Recuerdo en una oportunidad, cabalgando en una hacienda en el Estado
Cojedes (Venezuela), sentir un chillido de gavilán, cuando voltee me sorprendí
al ver que dicho rapaz venía volando apuntando sus garras hacia mí. Enseguida
me agaché y abracé el cuello del caballo, sintiendo el vuelo rasante de dicha
ave por mi espalda. El gavilán hundió sus garras en una serpiente, escondida en
el monte, muy cerca de la pata del caballo, e inmediatamente alzó vuelo hacia
una rama de un árbol cercano, dispuesto a comer su presa frente a mis ojos
atónitos. En ese momento, descubrí que quería ser fotógrafo, aunque acababa de
graduarme de publicista, inmediatamente supe, cuál era mi pasión. Me sentí
agradecido con Dios y con la naturaleza, por permitirme ser testigo de ese
momento impresionante y a la vez frustración por no tener una cámara, con la
cual pudiese registrar, para la posteridad, ese tipo de experiencias y poderlas
compartir con el resto de las personas. Ese momento, para mí, fue como una
iluminación, desde entonces comencé a aprender fotografía, buscando mejorar
poco a poco, ganando experiencia y actualizando mis equipos fotográficos,
hasta lograr tener lo adecuado para captar ese tipo de experiencias visuales.

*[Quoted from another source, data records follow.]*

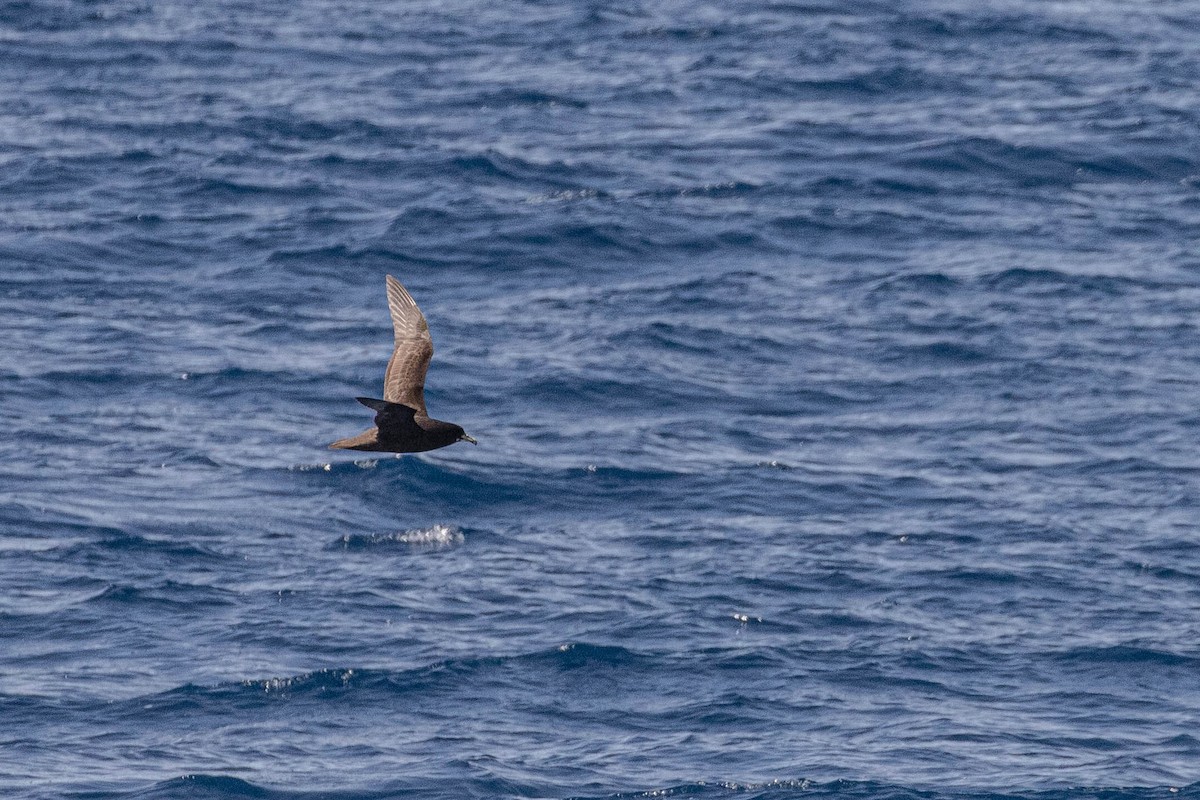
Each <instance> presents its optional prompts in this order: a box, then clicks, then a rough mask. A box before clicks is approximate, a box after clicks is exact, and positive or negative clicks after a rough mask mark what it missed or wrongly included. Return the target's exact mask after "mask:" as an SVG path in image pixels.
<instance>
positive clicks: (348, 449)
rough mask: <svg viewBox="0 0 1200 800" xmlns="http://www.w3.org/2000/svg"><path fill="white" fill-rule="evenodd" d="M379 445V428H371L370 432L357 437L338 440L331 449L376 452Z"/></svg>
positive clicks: (333, 444)
mask: <svg viewBox="0 0 1200 800" xmlns="http://www.w3.org/2000/svg"><path fill="white" fill-rule="evenodd" d="M378 444H379V428H371V429H370V431H364V432H362V433H360V434H359V435H356V437H350V438H348V439H338V440H337V441H335V443H334V444H331V445H329V447H330V449H331V450H374V449H376V445H378Z"/></svg>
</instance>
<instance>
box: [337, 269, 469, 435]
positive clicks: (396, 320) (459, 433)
mask: <svg viewBox="0 0 1200 800" xmlns="http://www.w3.org/2000/svg"><path fill="white" fill-rule="evenodd" d="M388 307H389V308H390V309H391V326H392V330H394V331H395V335H396V344H395V349H394V350H392V351H391V360H390V361H389V362H388V372H385V373H384V377H383V399H382V401H379V399H372V398H371V397H356V398H355V399H356V401H359V402H360V403H362V404H364V405H366V407H367V408H370V409H374V411H376V427H373V428H371V429H370V431H364V432H362V433H360V434H359V435H356V437H350V438H349V439H338V440H337V441H335V443H334V444H331V445H329V446H330V447H336V449H338V450H376V451H380V452H424V451H426V450H437V449H438V447H445V446H446V445H452V444H454V443H456V441H469V443H470V444H476V443H475V440H474V439H472V438H470V437H468V435H467V432H466V431H463V429H462V428H461V427H458V426H457V425H455V423H454V422H443V421H442V420H433V419H430V415H428V414H426V411H425V373H426V372H427V371H428V368H430V359H432V357H433V339H431V338H430V326H428V325H427V324H426V323H425V314H422V313H421V309H420V308H418V307H416V301H415V300H413V295H410V294H408V291H407V290H406V289H404V287H402V285H400V281H397V279H396V278H394V277H391V276H390V275H389V276H388Z"/></svg>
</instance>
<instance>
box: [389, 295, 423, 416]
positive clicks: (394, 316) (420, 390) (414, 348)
mask: <svg viewBox="0 0 1200 800" xmlns="http://www.w3.org/2000/svg"><path fill="white" fill-rule="evenodd" d="M388 308H390V309H391V326H392V330H394V332H395V337H396V339H395V349H394V350H392V353H391V360H389V361H388V372H385V373H384V377H383V398H384V399H385V401H388V402H389V403H401V404H403V405H407V407H409V408H412V409H416V410H418V411H420V413H421V414H426V410H425V373H426V372H428V369H430V359H432V357H433V339H432V338H430V326H428V325H427V324H426V323H425V314H422V313H421V309H420V308H418V307H416V301H414V300H413V295H410V294H408V290H407V289H404V287H402V285H400V281H397V279H396V278H394V277H391V276H390V275H389V276H388Z"/></svg>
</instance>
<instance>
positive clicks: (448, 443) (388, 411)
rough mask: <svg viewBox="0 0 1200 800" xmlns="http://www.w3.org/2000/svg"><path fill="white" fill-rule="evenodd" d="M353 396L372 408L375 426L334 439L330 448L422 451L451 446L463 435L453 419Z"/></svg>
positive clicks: (411, 451)
mask: <svg viewBox="0 0 1200 800" xmlns="http://www.w3.org/2000/svg"><path fill="white" fill-rule="evenodd" d="M355 399H356V401H359V402H360V403H362V404H364V405H366V407H367V408H372V409H374V410H376V427H374V428H373V429H372V431H364V432H362V433H360V434H359V435H356V437H353V438H350V439H342V440H341V441H335V443H334V444H331V445H330V447H337V449H340V450H373V451H377V452H425V451H426V450H437V449H438V447H445V446H446V445H452V444H454V443H456V441H458V440H461V439H462V438H463V435H466V432H464V431H463V429H462V427H461V426H457V425H455V423H454V422H443V421H442V420H434V419H431V417H430V416H428V415H426V414H419V413H418V411H416V409H412V408H409V407H407V405H401V404H400V403H389V402H388V401H380V399H373V398H371V397H356V398H355Z"/></svg>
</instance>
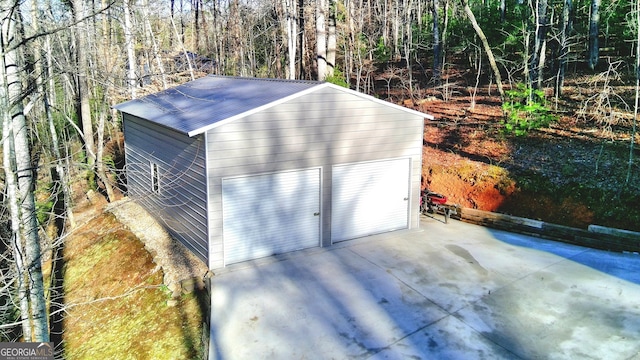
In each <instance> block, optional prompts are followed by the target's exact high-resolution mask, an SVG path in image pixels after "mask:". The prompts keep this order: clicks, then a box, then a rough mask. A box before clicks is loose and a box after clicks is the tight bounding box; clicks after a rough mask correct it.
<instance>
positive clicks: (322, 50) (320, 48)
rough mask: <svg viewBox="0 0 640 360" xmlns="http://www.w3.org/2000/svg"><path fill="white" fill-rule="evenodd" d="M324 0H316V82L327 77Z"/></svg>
mask: <svg viewBox="0 0 640 360" xmlns="http://www.w3.org/2000/svg"><path fill="white" fill-rule="evenodd" d="M325 8H326V0H316V69H317V72H318V74H317V79H318V81H324V79H325V78H326V77H327V31H326V25H325V22H326V9H325Z"/></svg>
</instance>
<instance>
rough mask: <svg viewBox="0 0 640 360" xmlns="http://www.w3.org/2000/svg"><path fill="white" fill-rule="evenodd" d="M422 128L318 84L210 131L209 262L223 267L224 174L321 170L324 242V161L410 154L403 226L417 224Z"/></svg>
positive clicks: (209, 160) (325, 177)
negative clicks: (310, 90) (242, 117)
mask: <svg viewBox="0 0 640 360" xmlns="http://www.w3.org/2000/svg"><path fill="white" fill-rule="evenodd" d="M423 127H424V119H423V118H422V117H421V116H419V115H413V114H410V113H407V112H405V111H402V110H399V109H396V108H393V107H389V106H385V105H383V104H379V103H377V102H372V101H370V100H368V99H366V98H363V97H359V96H356V95H353V94H350V93H347V92H343V91H340V90H338V89H334V88H324V89H322V90H320V91H317V92H315V93H312V94H309V95H305V96H303V97H300V98H297V99H294V100H291V101H289V102H286V103H283V104H280V105H278V106H275V107H273V108H270V109H267V110H265V111H262V112H260V113H258V114H254V115H251V116H248V117H246V118H243V119H240V120H237V121H235V122H232V123H229V124H226V125H223V126H221V127H219V128H215V129H212V130H210V131H209V132H208V133H207V137H206V138H207V149H208V150H207V151H208V157H207V159H208V160H207V172H208V175H207V176H208V180H209V185H208V186H209V196H210V200H209V230H210V234H209V236H210V244H209V251H210V253H209V255H210V262H209V264H210V267H211V268H217V267H222V266H223V245H222V201H221V184H222V181H221V179H222V178H224V177H229V176H238V175H248V174H258V173H266V172H274V171H282V170H291V169H305V168H310V167H318V166H320V167H322V168H323V171H322V174H323V184H322V186H323V189H322V194H323V199H322V212H323V213H322V237H323V245H329V244H330V238H331V234H330V230H331V222H330V221H331V176H332V174H331V166H332V165H335V164H343V163H353V162H360V161H372V160H379V159H388V158H401V157H406V158H410V159H411V179H410V181H411V186H410V188H411V189H410V192H411V202H410V216H409V227H410V228H415V227H418V225H419V214H418V205H419V193H420V176H421V168H422V131H423Z"/></svg>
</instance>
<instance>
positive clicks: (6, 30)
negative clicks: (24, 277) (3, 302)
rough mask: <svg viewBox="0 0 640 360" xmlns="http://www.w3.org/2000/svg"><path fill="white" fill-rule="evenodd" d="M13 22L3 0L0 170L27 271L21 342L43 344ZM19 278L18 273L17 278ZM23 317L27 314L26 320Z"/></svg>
mask: <svg viewBox="0 0 640 360" xmlns="http://www.w3.org/2000/svg"><path fill="white" fill-rule="evenodd" d="M16 18H19V10H17V9H15V8H13V7H12V4H8V3H6V2H5V1H2V2H0V19H1V20H0V21H1V22H2V23H1V25H2V26H1V30H2V36H1V37H0V53H1V54H3V55H2V56H1V58H2V64H0V67H1V68H0V77H1V78H2V80H1V81H2V90H1V91H0V92H1V93H0V97H1V98H2V101H3V102H4V104H2V105H3V106H2V110H0V111H2V118H3V140H4V143H3V149H4V151H3V153H4V155H3V157H4V161H3V164H4V165H3V167H4V171H5V177H6V178H7V183H8V184H9V189H8V190H10V191H9V192H8V194H7V196H8V198H9V210H10V212H11V218H12V232H13V234H12V236H13V238H14V239H15V240H14V242H13V244H14V246H15V248H14V254H16V255H17V257H16V261H17V262H20V261H21V258H22V256H23V257H24V263H23V264H22V265H23V266H22V269H21V270H23V271H24V270H26V274H25V275H26V279H25V283H24V284H21V281H20V280H19V281H18V287H19V289H18V291H19V292H24V291H26V292H27V293H28V301H26V300H25V299H24V298H21V299H20V307H21V313H22V314H21V316H22V319H23V320H25V318H26V320H27V322H26V324H25V323H24V322H23V324H22V327H23V331H24V335H25V339H26V340H27V341H37V342H47V341H49V325H48V321H47V307H46V299H45V296H44V282H43V279H42V262H41V252H40V239H39V237H38V222H37V219H36V209H35V198H34V187H35V171H34V168H35V167H34V166H33V164H31V151H30V146H29V139H28V137H27V132H28V128H27V123H26V119H25V116H24V112H23V106H22V96H23V90H22V82H21V79H20V72H21V71H24V70H22V66H21V65H22V64H21V63H22V61H21V54H20V52H21V51H22V47H21V46H19V44H20V39H19V33H18V32H17V29H16V28H17V20H16ZM16 222H17V224H16ZM22 275H23V274H19V276H21V277H22ZM21 295H23V294H21ZM25 306H27V308H25ZM25 313H26V314H28V315H27V316H26V317H25ZM31 330H32V331H31Z"/></svg>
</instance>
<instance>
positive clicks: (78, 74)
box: [72, 0, 96, 187]
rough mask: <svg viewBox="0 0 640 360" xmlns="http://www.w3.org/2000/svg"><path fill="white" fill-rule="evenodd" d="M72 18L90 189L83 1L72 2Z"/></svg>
mask: <svg viewBox="0 0 640 360" xmlns="http://www.w3.org/2000/svg"><path fill="white" fill-rule="evenodd" d="M72 5H73V16H74V20H75V22H76V27H75V45H76V49H75V50H76V61H77V72H76V99H77V102H78V117H79V118H80V121H81V124H82V135H83V136H82V137H83V140H84V148H85V156H86V157H87V167H88V180H89V184H90V186H91V187H93V186H95V164H96V145H95V140H94V133H93V121H92V119H91V107H90V101H89V83H88V80H87V71H88V55H87V50H88V43H87V35H88V27H87V21H86V16H85V14H86V11H85V4H84V1H83V0H73V3H72Z"/></svg>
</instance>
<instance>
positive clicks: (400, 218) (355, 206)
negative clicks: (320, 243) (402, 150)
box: [331, 159, 410, 242]
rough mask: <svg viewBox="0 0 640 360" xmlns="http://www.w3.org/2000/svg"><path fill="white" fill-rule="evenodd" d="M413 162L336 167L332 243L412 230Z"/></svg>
mask: <svg viewBox="0 0 640 360" xmlns="http://www.w3.org/2000/svg"><path fill="white" fill-rule="evenodd" d="M409 165H410V159H395V160H385V161H376V162H367V163H358V164H348V165H339V166H334V167H333V172H332V176H331V181H332V183H331V184H332V185H331V186H332V190H331V241H332V242H336V241H342V240H348V239H353V238H357V237H361V236H366V235H371V234H378V233H382V232H385V231H391V230H396V229H404V228H407V227H408V220H409V218H408V216H409Z"/></svg>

Pasados 15 años del anterior relato, mientras visitaba la HaciendaTerecay, cerca de San Fernando de Apure (Venezuela), durante una caminata
matinal, captando la fauna con mi cámara, el Llano me devolvió gentilmente una
experiencia parecida a la ya vivida, pero ahora con mi cámara pude captar parte
del drama de la supervivencia en la naturaleza. Lamentablemente no capté al ave
en vuelo, pero si el momento en que atrapaba una presa y luego su vigilante y
poderosa mirada.
Luego de tomar las fotos, sentí el placer en mis
retinas de volver a vivir, esa magia que sólo pocas personas se dan el permiso
de sentir en ambientes campestres como ese. Entendí lo que
han relatado escritores como Rómulo Gallegos o músicos como Juan Vicente
Torrealba o Simón Díaz en sus obras, al conectarse con esa fuente infinita de
inspiración, llena de mitos, historias y leyendas. Fecundadas por la eterna
soledad de las sabanas, arropadas de cánticos de aves en las mañanas y de
grillos y ranas en las noches estrelladas.